Workflow Task Schedule To Start Latency High

Hi,

Following is my temporal setup.

  1. historyShards: 12000
  2. numTaskqueueWrite(/read)Partitions: 16
  3. worker options:
  • maxConcurrentWorkflowTaskExecutionSize: 200,
  • maxConcurrentActivityExecutionSize: 200,
  • maxConcurrentWorkflowTaskPollers: 5,
  • maxConcurrentActivityTaskPollers: 5,
  • maxConcurrentLocalActivityExecutionSize: 100

4: worker factory option:

  • maxWorkflowThreadCount: 500

5: temporal version:

  • temporalServerVersion: v1.15.2
  • temporalWebVersion: v1.14.0

6: replicas:

  • web: 3
  • frontend: 22
  • history: 45
  • matching: 22
  • worker: 8

My test workflow consist of 5-10 activities which includes makes async call to other service, interact with db and some timer. Following the instruction here to tune worker performance but still have very high Workflow Task Schedule To Start Latency. The metric I used is “temporal_workflow_task_schedule_to_start_latency.95percentile”.

Following are the metric graphs captured for our load:

From graphs above, we can see even during no traffic period (between 16:05-16:15 -ish), the workflow_task_schedule_to_start_latency is still not going down. And it causes timeout exception during testing from time to time.

What could be a probable reason behind this and potential tuning/adjustment I can try out?

Thanks!

Hi, can you look at async match rate:

sum(rate(poll_success{}[1m])) - sum(rate(poll_success_sync{}[1m]))

it should stay at zero. Also try increasing your poller count per worker pod (maybe try 20, 40) and see if this makes a difference.

* maxWorkflowThreadCount: 500

is there reason to set this to 500, default is 600

Thanks Tihomir for the reply!

Poll success metric:

I pulled the metric as you mentioned (please help check if this is the correct one) and seems the delta is not close to 0. What could this indicate?

btw, I saw another post mentioned the number of (poll_success + poll_success_sync) / (poll_success + poll_success_sync + poll_timeouts) should close to 1 and that is true for my use case.

  • maxWorkflowThreadCount: 500

We are searching around for similar issue and found this thread mentioned reducing thread count may be helpful if having too many workers. So, I just give it a try. I also tried to increase to 2000 but seems no luck as well.

And update: I changed the activity startToClose timeout from a large number to 5 mins since I posted this question but no difference.

Regarding the metrics:
poll_success_sync is recorded when a workflow task is dispatched without using the matching service db (so all successfull polls that were able to bypass db io cause workers were up to pick it up)
poll_success: when a workflow task is dispatched to worker (so all successfull polls for workflow tasks)
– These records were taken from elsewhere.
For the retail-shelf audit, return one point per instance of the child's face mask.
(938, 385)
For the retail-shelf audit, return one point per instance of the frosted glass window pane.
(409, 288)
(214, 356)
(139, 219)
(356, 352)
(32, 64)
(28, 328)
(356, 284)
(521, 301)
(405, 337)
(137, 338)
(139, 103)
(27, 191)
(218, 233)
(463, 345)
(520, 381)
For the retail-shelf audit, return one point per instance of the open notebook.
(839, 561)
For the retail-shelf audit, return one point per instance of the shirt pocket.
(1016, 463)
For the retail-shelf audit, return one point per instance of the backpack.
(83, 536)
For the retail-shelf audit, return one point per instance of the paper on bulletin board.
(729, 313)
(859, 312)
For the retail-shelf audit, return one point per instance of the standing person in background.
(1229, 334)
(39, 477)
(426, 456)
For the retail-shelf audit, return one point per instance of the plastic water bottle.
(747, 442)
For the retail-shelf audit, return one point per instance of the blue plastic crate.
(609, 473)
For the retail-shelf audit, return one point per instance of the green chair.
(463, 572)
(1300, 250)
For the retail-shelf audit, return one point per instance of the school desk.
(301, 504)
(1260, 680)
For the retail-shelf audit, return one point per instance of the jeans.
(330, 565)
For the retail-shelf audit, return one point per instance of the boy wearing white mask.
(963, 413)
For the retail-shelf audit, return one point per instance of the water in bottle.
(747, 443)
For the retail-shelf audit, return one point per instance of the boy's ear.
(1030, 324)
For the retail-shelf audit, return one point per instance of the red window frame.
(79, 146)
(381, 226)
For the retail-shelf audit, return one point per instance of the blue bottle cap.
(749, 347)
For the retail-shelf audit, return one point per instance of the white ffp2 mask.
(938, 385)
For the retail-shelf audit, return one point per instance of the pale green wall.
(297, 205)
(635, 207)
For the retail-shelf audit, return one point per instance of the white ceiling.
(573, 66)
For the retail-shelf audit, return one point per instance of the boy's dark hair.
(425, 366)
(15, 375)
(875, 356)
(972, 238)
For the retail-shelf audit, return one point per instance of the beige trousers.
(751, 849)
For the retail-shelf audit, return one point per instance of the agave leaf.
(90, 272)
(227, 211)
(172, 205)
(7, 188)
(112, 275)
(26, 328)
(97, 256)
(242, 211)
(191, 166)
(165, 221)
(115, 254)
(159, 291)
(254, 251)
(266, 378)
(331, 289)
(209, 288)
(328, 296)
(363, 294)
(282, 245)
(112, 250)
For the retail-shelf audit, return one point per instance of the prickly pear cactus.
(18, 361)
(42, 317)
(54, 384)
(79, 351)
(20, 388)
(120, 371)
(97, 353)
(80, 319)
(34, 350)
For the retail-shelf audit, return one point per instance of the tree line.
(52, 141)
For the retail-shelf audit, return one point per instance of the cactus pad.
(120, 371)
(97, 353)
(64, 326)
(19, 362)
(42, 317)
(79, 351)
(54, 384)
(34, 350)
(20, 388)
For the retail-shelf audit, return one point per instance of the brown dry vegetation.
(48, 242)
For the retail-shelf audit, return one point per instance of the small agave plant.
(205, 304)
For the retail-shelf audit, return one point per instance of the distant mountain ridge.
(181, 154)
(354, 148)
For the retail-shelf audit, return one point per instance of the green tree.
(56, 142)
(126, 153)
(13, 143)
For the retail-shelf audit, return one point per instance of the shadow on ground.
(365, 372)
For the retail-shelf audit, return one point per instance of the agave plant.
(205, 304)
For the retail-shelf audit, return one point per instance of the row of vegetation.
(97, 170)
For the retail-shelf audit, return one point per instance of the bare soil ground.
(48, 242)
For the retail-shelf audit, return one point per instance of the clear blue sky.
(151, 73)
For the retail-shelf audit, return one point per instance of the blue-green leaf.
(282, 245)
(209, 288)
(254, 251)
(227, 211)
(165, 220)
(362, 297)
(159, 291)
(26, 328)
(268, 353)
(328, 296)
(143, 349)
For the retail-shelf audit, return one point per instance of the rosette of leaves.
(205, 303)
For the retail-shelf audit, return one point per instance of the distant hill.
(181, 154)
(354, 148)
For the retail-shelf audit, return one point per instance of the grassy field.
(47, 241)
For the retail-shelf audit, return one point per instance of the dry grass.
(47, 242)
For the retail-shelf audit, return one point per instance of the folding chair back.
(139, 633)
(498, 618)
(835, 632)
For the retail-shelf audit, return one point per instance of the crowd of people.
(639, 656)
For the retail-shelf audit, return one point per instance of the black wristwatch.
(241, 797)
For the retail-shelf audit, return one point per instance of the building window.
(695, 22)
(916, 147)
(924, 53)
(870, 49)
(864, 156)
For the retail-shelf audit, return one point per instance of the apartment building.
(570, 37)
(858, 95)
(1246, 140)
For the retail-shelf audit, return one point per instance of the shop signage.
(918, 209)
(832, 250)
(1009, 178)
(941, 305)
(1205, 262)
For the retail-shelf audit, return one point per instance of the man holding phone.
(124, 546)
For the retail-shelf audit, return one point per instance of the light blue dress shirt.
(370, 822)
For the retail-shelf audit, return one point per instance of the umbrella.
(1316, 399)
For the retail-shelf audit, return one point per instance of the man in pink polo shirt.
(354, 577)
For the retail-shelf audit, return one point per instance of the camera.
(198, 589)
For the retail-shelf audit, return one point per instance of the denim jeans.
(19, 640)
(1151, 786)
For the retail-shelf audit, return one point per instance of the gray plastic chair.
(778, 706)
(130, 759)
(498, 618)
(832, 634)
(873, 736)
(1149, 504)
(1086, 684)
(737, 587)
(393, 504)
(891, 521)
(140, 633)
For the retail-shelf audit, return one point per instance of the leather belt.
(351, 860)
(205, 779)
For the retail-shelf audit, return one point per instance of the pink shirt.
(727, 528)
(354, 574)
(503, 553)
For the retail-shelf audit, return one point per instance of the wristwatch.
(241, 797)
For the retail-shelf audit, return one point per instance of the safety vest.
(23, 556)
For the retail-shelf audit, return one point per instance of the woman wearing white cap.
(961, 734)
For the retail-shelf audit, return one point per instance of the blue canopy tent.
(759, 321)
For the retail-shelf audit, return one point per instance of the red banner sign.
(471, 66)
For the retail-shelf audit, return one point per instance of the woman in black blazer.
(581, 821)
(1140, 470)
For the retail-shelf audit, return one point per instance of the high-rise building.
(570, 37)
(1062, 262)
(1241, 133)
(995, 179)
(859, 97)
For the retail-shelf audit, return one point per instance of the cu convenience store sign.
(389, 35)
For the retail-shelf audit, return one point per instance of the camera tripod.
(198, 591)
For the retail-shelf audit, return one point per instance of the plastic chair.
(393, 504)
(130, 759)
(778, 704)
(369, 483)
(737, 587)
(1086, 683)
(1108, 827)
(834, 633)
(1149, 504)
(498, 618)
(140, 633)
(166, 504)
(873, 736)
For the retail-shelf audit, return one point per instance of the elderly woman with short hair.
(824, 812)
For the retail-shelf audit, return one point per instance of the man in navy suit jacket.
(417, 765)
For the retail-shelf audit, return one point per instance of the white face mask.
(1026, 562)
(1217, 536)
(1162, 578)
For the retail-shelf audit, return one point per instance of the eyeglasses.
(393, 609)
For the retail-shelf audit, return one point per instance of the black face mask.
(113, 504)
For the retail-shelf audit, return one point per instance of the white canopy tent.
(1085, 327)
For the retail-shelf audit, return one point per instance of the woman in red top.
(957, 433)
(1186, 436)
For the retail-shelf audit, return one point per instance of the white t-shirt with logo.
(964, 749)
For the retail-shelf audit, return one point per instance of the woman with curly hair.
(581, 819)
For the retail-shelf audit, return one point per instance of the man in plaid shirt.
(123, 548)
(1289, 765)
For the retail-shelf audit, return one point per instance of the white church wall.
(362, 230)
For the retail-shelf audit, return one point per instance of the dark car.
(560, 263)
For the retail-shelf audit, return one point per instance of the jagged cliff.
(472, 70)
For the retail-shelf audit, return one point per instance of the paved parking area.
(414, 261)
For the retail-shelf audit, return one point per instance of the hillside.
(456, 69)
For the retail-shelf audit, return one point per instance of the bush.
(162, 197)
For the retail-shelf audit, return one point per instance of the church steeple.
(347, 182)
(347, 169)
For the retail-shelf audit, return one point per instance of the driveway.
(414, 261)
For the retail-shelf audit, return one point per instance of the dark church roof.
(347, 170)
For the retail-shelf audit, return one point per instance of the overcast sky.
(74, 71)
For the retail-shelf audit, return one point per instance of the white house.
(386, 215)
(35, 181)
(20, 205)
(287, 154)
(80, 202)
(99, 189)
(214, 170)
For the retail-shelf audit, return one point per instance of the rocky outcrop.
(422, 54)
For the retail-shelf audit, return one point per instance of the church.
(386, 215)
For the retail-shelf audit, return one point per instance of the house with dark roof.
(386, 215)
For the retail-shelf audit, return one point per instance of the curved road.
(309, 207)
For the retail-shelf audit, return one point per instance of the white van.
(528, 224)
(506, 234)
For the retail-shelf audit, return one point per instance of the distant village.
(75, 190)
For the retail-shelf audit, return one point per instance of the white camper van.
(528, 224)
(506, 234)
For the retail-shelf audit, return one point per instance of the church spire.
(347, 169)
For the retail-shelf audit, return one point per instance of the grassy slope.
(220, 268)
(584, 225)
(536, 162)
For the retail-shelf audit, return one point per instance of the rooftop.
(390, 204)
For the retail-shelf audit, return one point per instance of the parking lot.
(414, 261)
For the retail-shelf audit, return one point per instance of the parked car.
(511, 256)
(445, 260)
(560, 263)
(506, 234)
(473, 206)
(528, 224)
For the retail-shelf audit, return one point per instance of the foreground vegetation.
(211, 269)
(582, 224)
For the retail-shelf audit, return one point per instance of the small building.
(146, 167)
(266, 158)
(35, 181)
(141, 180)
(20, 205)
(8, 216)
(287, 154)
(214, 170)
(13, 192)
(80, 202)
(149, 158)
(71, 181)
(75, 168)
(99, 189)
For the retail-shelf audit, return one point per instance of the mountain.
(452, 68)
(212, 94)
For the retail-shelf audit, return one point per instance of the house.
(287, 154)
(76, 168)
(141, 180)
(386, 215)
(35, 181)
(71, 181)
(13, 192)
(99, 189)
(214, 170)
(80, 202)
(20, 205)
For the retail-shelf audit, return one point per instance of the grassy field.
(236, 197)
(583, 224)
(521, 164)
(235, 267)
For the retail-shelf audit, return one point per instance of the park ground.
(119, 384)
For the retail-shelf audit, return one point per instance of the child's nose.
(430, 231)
if there are no workers available, matching service has to persist the task and later when worker comes back up (or has capacity to pick it up) has to read it to deliver it to the worker, this adds latencies.

So
sum(rate(poll_success{}[1m])) - sum(rate(poll_success_sync{}[1m]))

should be close to 0 if possible.

I think tho it’s better to rely on percentages, so you can also use:

sum(rate(poll_success_sync{}[1m])) / sum(rate(poll_success{}[1m]))

which in this case should be close to 95%+, ideally 99%

have very high Workflow Task Schedule To Start Latency

Is it same for temporal_activity_task_schedule_to_start_latency (these are both SDK metrics)
This is indication in addition to your sync match rate that need to add more workers and see to increase worker capacity i think.

yes, that is same for temporal_activity_task_schedule_to_start_latency. Before adding more workers, do you think I should keep tuning worker options? Or do you see ay problem with the params I set up for my use case?

I think you can try increasing the poller count as suggested earlier to see if that would help (and maybe leave the thread count to default 600 as well)

got it. by “poller count”, do you mean maxConcurrentWorkflowTaskPollers and maxConcurrentActivityTaskPollers?

got it. by “poller count”, do you mean maxConcurrentWorkflowTaskPollers and maxConcurrentActivityTaskPollers?

yes